Daily consumption of two SunGold kiwifruit for 8 weeks increased human skin vitamin C levels and improved skin density and epidermal cell proliferation in patients with low baseline plasma ascorbate status, according to a pilot dietary intervention study published in the Journal of Investigative Dermatology.
Whole-skin ascorbate concentrations rose from 99 nmol/g tissue to 150 nmol/g tissue following the intervention, which delivered approximately 250 mg vitamin C daily. Skin density, measured via high-resolution ultrasound, increased from approximately 0.15 scanner units at baseline to approximately 0.23 following intervention. Epidermal cell proliferation, assessed by Ki-67 staining intensity, rose from 21 to 27 intensity units.
The study, led by Juliet M. Pullar, PhD, of the Mātai Hāora Centre for Redox Biology and Medicine at the University of Otago in Christchurch, New Zealand, and colleagues, represents the first comprehensive investigation establishing the relationship between plasma and skin ascorbate levels across major skin compartments. Only one prior study had measured skin ascorbate following supplementation, and none had assessed skin ascorbate content in association with skin functions.
Compartmental Distribution and Cellular Concentrations
Cross-sectional analysis of skin samples from 38 healthy patients undergoing elective surgery revealed that epidermal ascorbate levels were higher than dermal levels, with an epidermal-to-dermal ascorbate ratio of 2.0 (range, 0.8 to 7.2). Mean concentrations were 325 nmol ascorbate/g tissue in epidermis vs 194 nmol/g tissue in dermis.
When standardized against DNA content as a measure of cellularity, dermal cells—predominantly fibroblasts—contained 6.4 mM ascorbate (range, 1.1 to 11.2 mM). Epidermal cells, predominantly keratinocytes, contained approximately seven-fold less at 0.9 mM (range, 0.3 to 1.9 mM).
The researchers wrote: "To our knowledge, this study provides a direct comparison of dermal and epidermal cellular ascorbate concentrations. Higher ascorbate concentrations in fibroblasts likely support collagen synthesis. Similar concentrations are reported for brain and adrenal cells, other known sites of ascorbate enzyme cofactor activity."
Approximately 20% of ascorbate was present as dehydroascorbate, which the researchers attributed to sample processing despite fast handling time (less than 15 minutes) and optimized extraction protocols. They noted that "dehydroascorbate is typically barely detectable in cells and plasma."
Plasma-Skin Correlations
Ascorbate levels in all skin compartments were positively correlated with plasma levels. A positive linear relationship was observed between epidermal and plasma ascorbate. Changes in plasma, blister roof, and blister fluid ascorbate were strongly positively correlated, indicating active uptake into the epidermis in response to variation in plasma levels.
The researchers concluded that the epidermis "is particularly responsive to plasma ascorbate availability."
Notably, patients with saturating plasma ascorbate status at baseline did not register measurable increases, prompting a per-protocol analysis restricted to those whose plasma ascorbate concentration increased following intervention (n = 7).
Study Design and Methodology
The investigation comprised a cross-sectional analysis and a dietary intervention conducted at two sites. At site I (Christchurch, New Zealand), 12 patients with fasting plasma ascorbate of 45 micromolar or less underwent whole-skin punch biopsies at weeks 0 and 8. At site II (Hamburg, Germany), 12 patients with low baseline plasma vitamin C underwent suction blister sampling to obtain epidermal tissue and interstitial fluid, along with skin function assessments.

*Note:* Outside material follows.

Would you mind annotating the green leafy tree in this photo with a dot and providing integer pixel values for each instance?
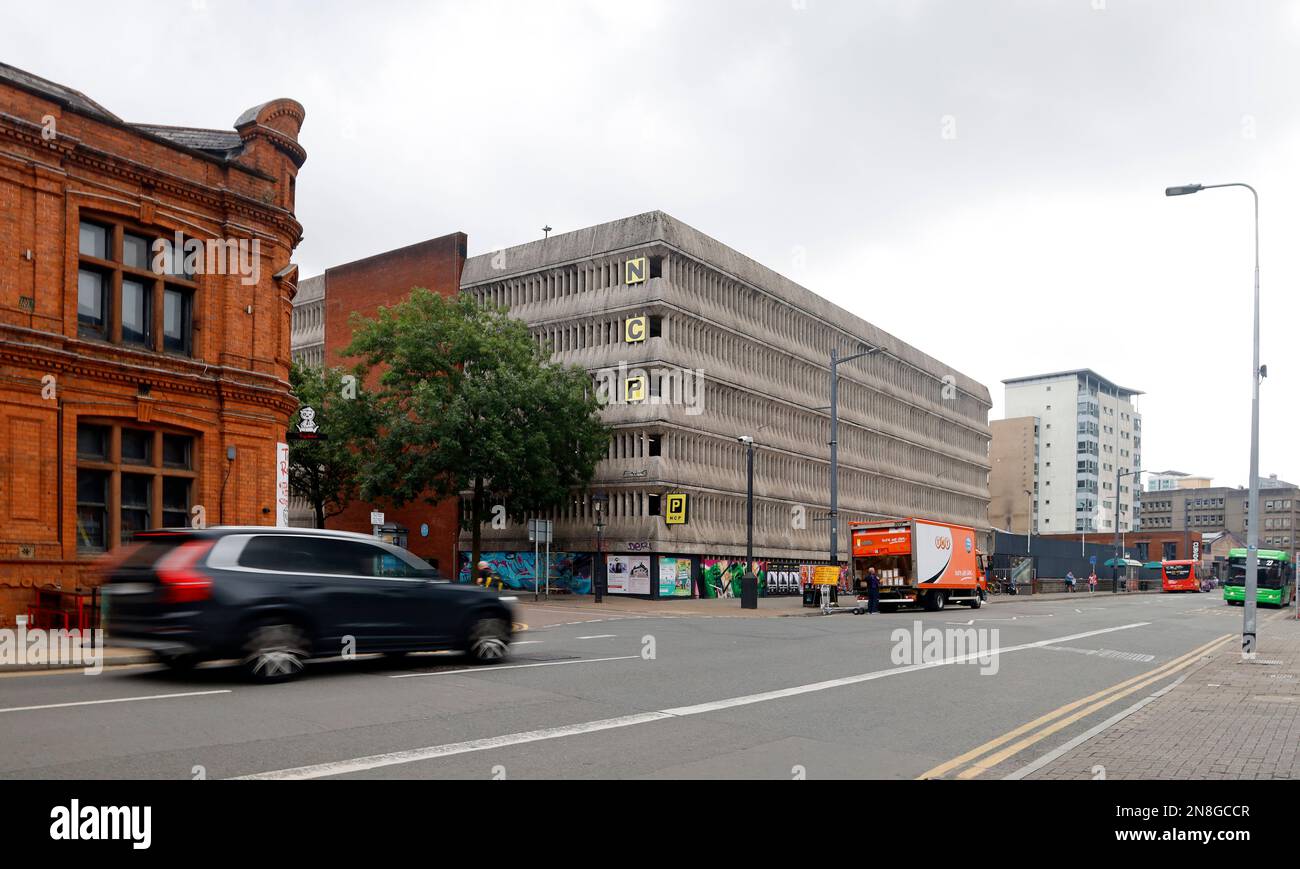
(328, 472)
(471, 403)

Ascorbate was measured using reverse-phase high-performance liquid chromatography. Epidermal and dermal skin layers were carefully separated and analyzed independently.
Skin elasticity showed a small (roughly 7%) decrease following intervention, and no changes were observed in protection against UVA irradiation or procollagen type I peptide levels in interstitial blister fluid.
Mechanistic Considerations
The researchers proposed that the observed functional changes "may reflect optimization of ascorbate-mediated support for collagen synthesis in tissue fibroblasts and for skin epidermal cell proliferation and differentiation through the promotion of TET-mediated gene transcription regulation, as recently demonstrated in vitro."
They emphasized that in vivo delivery of ascorbate to skin is tightly regulated by active transport from plasma through sodium-dependent vitamin C cotransporters SVCT1 and SVCT2, rather than passive diffusion.
"We suggest that increasing dietary ascorbate intake will result in effective uptake into all skin compartments and will benefit skin function," the researchers concluded.
The authors declared having no competing interests.